MATLAB Code

SIIB^Gauss – [download]
SIIB^Gauss is an intrusive instrumental intelligibility metric based on the orginal SIIB metric (see below). The difference between SIIB^Gaussand SIIB is that SIIB^Gaussestimates the capacity of a Gaussian communication channel, whereas SIIB uses a non-parametric mutual information estimator. Both algorithms have state-of-the-art performance, but SIIB^Gausstakes less time to compute.

Relevant publications:

S. Van Kuyk, W. B. Kleijn, and R. C. Hendriks, ‘An instrumental intelligibility metric based on information theory’, IEEE Signal Processing Letters, 2018.
S. Van Kuyk, W. B. Kleijn, and R. C. Hendriks, ‘An evaluation of intrusive instrumental intelligibility metrics’, IEEE/ACM Transactions on Audio, Speech, and Language Processing, 2018.

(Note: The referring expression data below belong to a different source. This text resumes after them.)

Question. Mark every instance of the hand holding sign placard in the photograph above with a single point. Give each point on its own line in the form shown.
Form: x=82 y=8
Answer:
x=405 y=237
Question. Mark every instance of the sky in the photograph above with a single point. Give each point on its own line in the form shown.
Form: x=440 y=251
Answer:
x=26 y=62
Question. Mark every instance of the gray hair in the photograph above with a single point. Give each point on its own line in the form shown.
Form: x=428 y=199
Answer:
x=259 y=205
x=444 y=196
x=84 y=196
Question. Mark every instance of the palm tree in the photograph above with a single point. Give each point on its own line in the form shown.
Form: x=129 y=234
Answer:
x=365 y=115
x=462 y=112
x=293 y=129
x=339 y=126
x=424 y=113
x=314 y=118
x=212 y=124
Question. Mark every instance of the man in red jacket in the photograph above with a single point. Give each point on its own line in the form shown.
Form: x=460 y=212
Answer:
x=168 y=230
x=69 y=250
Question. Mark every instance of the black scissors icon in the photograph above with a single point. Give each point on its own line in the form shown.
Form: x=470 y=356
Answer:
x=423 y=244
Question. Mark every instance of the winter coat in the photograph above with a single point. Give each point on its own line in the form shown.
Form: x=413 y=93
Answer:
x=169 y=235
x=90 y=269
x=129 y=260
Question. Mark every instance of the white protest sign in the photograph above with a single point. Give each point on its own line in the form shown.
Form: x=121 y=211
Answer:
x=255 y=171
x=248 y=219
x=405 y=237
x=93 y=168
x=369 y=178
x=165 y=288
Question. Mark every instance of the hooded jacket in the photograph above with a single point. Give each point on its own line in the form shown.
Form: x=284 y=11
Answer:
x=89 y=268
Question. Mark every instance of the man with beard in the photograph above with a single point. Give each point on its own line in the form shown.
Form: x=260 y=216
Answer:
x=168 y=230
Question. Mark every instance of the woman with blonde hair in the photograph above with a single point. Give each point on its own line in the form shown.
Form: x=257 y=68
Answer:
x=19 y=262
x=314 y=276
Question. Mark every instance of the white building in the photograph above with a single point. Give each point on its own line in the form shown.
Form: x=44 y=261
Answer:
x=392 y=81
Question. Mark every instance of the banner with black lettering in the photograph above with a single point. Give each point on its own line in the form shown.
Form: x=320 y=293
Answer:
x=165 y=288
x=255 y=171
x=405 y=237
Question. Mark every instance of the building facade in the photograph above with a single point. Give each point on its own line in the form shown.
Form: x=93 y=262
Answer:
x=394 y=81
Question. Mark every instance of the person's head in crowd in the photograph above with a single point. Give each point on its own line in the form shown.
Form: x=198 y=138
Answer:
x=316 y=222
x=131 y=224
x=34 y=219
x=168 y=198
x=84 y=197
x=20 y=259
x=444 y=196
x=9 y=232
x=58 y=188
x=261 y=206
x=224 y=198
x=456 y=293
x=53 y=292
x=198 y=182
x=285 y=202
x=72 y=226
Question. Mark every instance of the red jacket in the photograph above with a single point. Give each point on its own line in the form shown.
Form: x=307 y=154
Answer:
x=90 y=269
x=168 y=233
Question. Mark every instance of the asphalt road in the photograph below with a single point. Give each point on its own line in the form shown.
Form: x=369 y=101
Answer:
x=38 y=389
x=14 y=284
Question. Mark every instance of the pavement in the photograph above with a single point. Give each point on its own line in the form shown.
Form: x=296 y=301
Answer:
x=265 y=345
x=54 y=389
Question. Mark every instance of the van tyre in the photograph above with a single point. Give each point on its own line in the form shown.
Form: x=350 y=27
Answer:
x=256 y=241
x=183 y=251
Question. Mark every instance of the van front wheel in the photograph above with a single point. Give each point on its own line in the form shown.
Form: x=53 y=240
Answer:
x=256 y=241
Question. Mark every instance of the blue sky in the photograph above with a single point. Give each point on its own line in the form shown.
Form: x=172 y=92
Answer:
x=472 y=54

Speech intelligibility in bits – [download] (updated on 3/10/17)
Speech intelligibility in bits (SIIB) is an intrusive instrumental intelligibility metric based on information theory. Given a clean acoustic speech signal and a distorted acoustic speech signal, SIIB estimates the amount of information (in bits per second) shared between the signals. SIIB is strongly correlated with intelligibility listening test scores, and thus can be used to quickly evaluate the performance of a communication system. Demo:

Relevant publications:

S. Van Kuyk, W. B. Kleijn, and R. C. Hendriks, ‘An instrumental intelligibility metric based on information theory’, IEEE Signal Processing Letters, 2018.
S. Van Kuyk, W. B. Kleijn, and R. C. Hendriks, ‘An evaluation of intrusive instrumental intelligibility metrics’, IEEE/ACM Transactions on Audio, Speech, and Language Processing, 2018.

Optimal energy redistribution for speech enhancement – [download]
This algorithm aims to improve the intelligibility of a noisy speech signal without increasing the energy of the speech. The algorithm requires the clean speech and the noise statistics as inputs. A linear filter that optimally redistributes energy according to a mutual information criterion is applied to the clean speech. Demo: [original] [enhanced]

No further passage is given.